1. The Consolidation: From Multiple Sections to One
In the 1961 Act, presumptive schemes were scattered. The 2025 Act brings them under one roof (Section 58), simplifying the legal structure while retaining the core benefits for small taxpayers.
Quick Comparison: Thresholds and Rates
| Category | Old Provision (1961 Act) | New Provision (2025 Act) | Presumptive Rate |
| Small Business | Section 44AD | Sec 58(2) Sl. No. 1 | 6% (Digital) / 8% (Cash) |
| Professionals | Section 44ADA | Sec 58(2) Sl. No. 3 | 50% of Gross Receipts |
| Transporters | Section 44AE | Sec 58(2) Sl. No. 2 | ₹1,000/ton or ₹7,500/month |
2. Key Refinements in the 2025 Act
While the rates look familiar, the 2025 Act introduces several “fine print” changes that every taxpayer must know:
The “Cash” Definition (Section 58(9)): The new Act explicitly states that any payment received via a cheque or bank draft that is not account payee will be deemed as cash. This is crucial for businesses aiming for the higher ₹3 Crore turnover threshold.
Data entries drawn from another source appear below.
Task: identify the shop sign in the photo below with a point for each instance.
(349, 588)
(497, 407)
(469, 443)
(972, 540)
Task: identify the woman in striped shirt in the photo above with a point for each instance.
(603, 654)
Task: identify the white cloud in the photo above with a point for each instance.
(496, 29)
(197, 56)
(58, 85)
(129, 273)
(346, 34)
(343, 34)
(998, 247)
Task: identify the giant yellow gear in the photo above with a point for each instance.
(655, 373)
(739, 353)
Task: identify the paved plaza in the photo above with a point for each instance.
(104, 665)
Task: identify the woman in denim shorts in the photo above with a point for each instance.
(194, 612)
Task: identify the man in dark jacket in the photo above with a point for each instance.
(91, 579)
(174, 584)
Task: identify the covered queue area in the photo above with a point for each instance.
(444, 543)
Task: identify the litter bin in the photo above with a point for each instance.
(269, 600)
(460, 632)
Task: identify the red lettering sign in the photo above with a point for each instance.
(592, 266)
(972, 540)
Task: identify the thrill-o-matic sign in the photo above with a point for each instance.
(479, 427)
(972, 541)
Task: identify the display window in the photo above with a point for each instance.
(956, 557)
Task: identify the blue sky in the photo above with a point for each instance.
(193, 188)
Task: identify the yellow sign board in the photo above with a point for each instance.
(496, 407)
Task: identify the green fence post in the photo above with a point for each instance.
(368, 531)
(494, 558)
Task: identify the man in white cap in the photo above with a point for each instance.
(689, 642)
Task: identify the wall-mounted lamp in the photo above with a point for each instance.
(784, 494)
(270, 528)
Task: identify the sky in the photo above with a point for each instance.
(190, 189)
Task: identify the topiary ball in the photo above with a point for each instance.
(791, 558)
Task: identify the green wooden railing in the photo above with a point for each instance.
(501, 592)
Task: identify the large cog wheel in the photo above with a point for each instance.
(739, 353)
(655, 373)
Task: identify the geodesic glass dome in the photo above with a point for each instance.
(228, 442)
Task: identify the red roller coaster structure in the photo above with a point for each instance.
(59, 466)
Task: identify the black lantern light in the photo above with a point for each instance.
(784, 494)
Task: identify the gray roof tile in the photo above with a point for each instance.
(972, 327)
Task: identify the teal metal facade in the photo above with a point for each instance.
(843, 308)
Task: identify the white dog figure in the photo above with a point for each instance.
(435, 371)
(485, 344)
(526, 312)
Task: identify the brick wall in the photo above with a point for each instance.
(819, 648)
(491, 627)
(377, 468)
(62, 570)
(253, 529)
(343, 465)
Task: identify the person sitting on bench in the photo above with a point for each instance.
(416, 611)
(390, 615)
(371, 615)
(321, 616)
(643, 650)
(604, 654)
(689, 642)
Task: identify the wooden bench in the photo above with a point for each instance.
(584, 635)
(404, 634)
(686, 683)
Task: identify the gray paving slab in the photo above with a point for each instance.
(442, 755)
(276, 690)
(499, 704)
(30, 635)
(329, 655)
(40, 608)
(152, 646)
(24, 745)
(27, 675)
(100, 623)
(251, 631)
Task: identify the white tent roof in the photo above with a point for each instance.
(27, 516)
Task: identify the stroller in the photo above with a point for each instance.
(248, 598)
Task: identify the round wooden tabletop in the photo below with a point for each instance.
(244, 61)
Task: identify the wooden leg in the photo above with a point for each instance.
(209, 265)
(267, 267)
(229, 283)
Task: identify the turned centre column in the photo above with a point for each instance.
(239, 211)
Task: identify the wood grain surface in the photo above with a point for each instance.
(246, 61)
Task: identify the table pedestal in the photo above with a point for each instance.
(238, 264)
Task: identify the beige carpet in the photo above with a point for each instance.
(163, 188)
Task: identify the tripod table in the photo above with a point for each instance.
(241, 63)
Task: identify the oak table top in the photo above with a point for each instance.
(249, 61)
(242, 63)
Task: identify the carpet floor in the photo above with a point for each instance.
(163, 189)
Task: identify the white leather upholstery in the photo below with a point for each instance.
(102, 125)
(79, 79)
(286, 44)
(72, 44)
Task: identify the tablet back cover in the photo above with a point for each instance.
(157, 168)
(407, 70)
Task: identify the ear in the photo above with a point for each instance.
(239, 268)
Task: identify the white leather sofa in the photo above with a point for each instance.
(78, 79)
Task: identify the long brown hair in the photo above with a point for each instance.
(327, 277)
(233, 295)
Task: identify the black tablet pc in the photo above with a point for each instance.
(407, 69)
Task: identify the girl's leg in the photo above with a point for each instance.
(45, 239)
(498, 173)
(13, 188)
The “Higher of Two” Rule: Section 58(2) formalizes that you must declare either the presumptive rate or the profit actually earned—whichever is higher. This prevents taxpayers from hiding high-margin profits under the guise of the presumptive percentage.
Depreciation Treatment: You don’t get to “save” depreciation for later. Section 58(6) mandates that the Written Down Value (WDV) of your assets will be reduced every year as if you had claimed depreciation.
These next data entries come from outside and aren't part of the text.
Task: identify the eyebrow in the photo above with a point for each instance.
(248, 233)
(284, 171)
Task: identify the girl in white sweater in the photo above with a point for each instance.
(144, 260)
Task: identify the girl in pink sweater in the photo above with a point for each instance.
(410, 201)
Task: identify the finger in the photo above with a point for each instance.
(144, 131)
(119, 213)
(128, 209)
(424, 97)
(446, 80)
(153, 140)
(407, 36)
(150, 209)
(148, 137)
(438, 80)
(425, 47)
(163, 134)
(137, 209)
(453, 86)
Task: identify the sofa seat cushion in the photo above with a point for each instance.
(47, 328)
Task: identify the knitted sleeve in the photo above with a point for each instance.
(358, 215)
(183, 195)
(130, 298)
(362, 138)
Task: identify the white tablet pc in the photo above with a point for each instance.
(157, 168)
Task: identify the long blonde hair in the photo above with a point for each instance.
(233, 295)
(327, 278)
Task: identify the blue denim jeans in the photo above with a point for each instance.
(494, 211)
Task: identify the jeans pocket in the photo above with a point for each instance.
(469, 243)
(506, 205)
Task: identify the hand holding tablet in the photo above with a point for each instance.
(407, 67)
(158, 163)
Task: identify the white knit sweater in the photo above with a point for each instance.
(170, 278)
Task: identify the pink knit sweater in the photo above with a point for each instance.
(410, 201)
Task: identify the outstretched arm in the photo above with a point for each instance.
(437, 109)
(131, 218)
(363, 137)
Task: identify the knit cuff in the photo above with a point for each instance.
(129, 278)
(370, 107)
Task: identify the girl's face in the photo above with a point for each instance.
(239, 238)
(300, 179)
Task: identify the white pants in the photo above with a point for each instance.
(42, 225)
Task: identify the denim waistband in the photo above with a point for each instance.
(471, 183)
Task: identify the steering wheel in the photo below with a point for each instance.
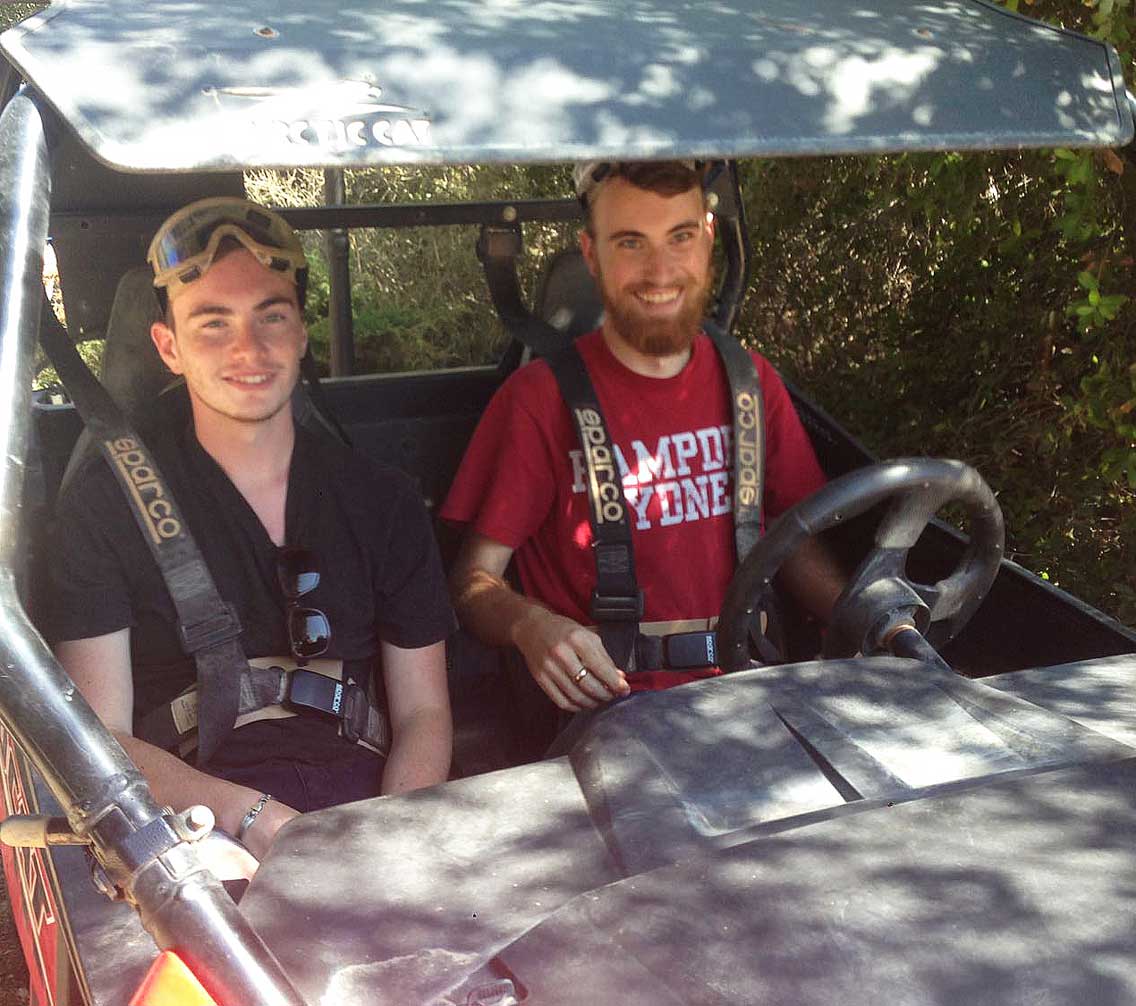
(879, 595)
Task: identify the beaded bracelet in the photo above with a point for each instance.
(251, 815)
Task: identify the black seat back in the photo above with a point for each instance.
(567, 298)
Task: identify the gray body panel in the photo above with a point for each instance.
(1019, 891)
(416, 895)
(186, 86)
(1099, 694)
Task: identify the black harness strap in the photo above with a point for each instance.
(617, 602)
(499, 246)
(749, 437)
(207, 626)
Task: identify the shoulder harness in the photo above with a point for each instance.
(227, 687)
(617, 601)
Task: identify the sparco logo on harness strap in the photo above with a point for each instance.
(149, 493)
(749, 461)
(607, 493)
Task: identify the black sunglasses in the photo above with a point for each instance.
(308, 630)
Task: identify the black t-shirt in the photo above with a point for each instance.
(381, 577)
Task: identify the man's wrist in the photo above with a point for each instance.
(251, 814)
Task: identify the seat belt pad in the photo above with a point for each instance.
(749, 437)
(617, 601)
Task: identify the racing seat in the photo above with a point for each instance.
(139, 382)
(567, 298)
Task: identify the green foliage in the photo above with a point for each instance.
(13, 13)
(974, 306)
(418, 294)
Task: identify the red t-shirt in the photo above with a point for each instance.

3. The “Audit Trap”: Opting Out & The 5-Year Lock-in
One of the most misunderstood areas is the consequence of opting out of the presumptive scheme. The 2025 Act (under Section 58(7) and (8)) maintains a strict stance on consistency.
The 5-Year Bar
If an “Eligible Assessee” (Business owner) opts for the presumptive scheme in Year 1 but decides to file as per “Actual Profits” (Regular mode) in any of the next 5 years, they are barred from returning to the presumptive scheme for the subsequent 5 years.
Mandatory Audit Requirements
Under the 1961 Act (Section 44AD(4)), breaking the cycle triggered a mandatory audit. The 2025 Act clarifies this in Section 58(8):
If you are within that 5-year “penalty” period and your total income exceeds the basic exemption limit, you must:
Maintain detailed Books of Accounts (Section 62).
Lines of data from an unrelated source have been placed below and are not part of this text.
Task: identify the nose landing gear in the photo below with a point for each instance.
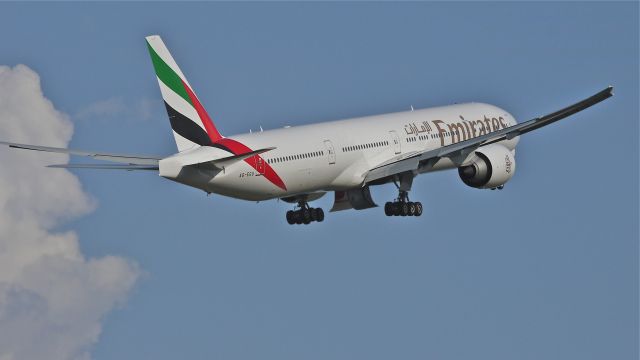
(402, 206)
(305, 214)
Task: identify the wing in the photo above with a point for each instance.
(410, 162)
(133, 162)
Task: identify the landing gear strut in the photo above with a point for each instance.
(305, 214)
(401, 206)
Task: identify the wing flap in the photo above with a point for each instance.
(412, 162)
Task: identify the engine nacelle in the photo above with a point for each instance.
(492, 166)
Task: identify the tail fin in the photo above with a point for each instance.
(189, 120)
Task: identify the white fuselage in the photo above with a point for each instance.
(337, 155)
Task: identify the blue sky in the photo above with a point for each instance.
(546, 268)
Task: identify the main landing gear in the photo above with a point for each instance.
(305, 214)
(402, 206)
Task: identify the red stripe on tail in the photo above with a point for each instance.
(237, 148)
(214, 135)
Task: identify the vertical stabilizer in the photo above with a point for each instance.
(189, 120)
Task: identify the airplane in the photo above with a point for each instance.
(300, 164)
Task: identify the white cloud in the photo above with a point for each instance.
(52, 298)
(141, 109)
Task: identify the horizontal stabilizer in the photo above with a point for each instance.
(105, 166)
(119, 158)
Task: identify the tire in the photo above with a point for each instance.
(404, 209)
(396, 209)
(418, 208)
(412, 209)
(291, 217)
(388, 209)
(306, 216)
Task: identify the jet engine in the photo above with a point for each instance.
(492, 166)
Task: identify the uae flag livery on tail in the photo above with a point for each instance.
(189, 120)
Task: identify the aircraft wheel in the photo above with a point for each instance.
(404, 209)
(418, 209)
(396, 209)
(291, 217)
(306, 216)
(412, 209)
(388, 209)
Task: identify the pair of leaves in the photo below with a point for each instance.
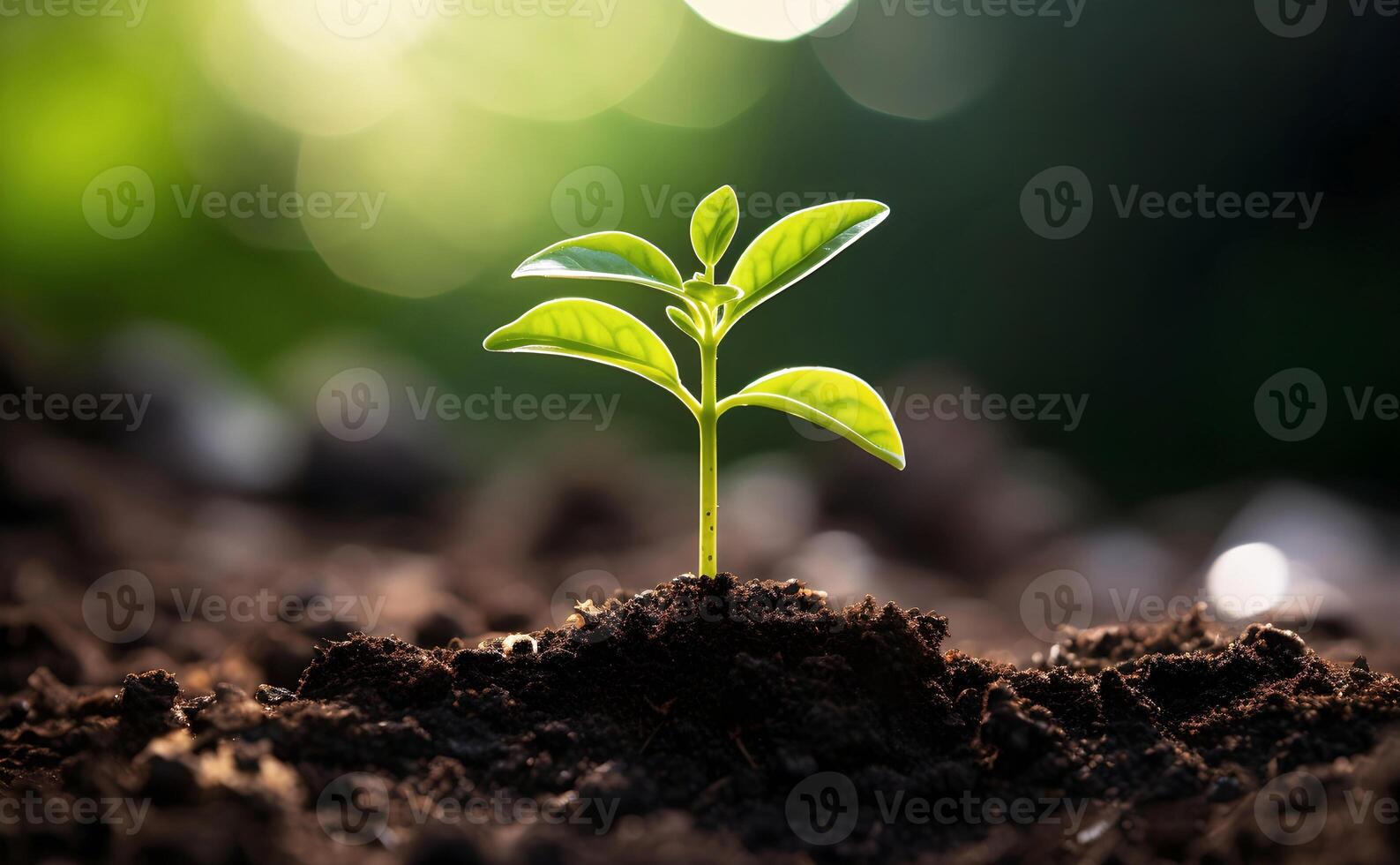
(606, 335)
(789, 251)
(780, 256)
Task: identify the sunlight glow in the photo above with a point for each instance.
(773, 19)
(1247, 580)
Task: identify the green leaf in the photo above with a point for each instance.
(595, 332)
(710, 294)
(797, 245)
(830, 399)
(682, 320)
(713, 224)
(610, 255)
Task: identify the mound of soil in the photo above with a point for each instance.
(710, 721)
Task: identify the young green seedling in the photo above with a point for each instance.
(790, 250)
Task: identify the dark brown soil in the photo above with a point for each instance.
(688, 723)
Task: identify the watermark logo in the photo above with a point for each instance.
(355, 405)
(121, 606)
(1056, 601)
(355, 19)
(589, 588)
(1291, 809)
(587, 200)
(1291, 405)
(355, 809)
(131, 10)
(825, 19)
(822, 809)
(1291, 19)
(119, 203)
(126, 409)
(33, 809)
(1066, 410)
(1057, 203)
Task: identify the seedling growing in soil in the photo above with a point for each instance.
(789, 251)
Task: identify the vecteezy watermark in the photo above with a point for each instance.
(823, 809)
(1294, 19)
(363, 19)
(827, 19)
(1292, 808)
(33, 809)
(356, 808)
(131, 11)
(121, 203)
(355, 405)
(1063, 409)
(1057, 203)
(1292, 403)
(1056, 601)
(126, 409)
(595, 199)
(121, 608)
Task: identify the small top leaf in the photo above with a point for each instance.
(713, 224)
(832, 399)
(710, 294)
(682, 320)
(797, 245)
(596, 332)
(610, 255)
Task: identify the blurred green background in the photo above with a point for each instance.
(493, 129)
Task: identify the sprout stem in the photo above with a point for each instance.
(708, 448)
Get a Tax Audit done (Section 63).
Note: Unlike businesses, Professionals (Sl. No. 3) and Transporters (Sl. No. 2) generally do not face this 5-year lock-in restriction, though they still require an audit if they claim profits lower than the prescribed limits.
4. Summary: Who Can Benefit?
To qualify as an “Eligible Assessee” under the new Act for the general business scheme, you must:
Be a Resident Individual, HUF, or Partnership Firm (strictly not an LLP).
Not have claimed certain deductions (like Section 144 or Chapter VIII-C).
Not earn income from commission, brokerage, or agency business.
Final Word
The Income Tax Act, 2025, rewards consistency. The presumptive scheme is designed to make life easier, but “jumping in and out” of the scheme can lead to a decade-long compliance headache involving mandatory audits and book-keeping.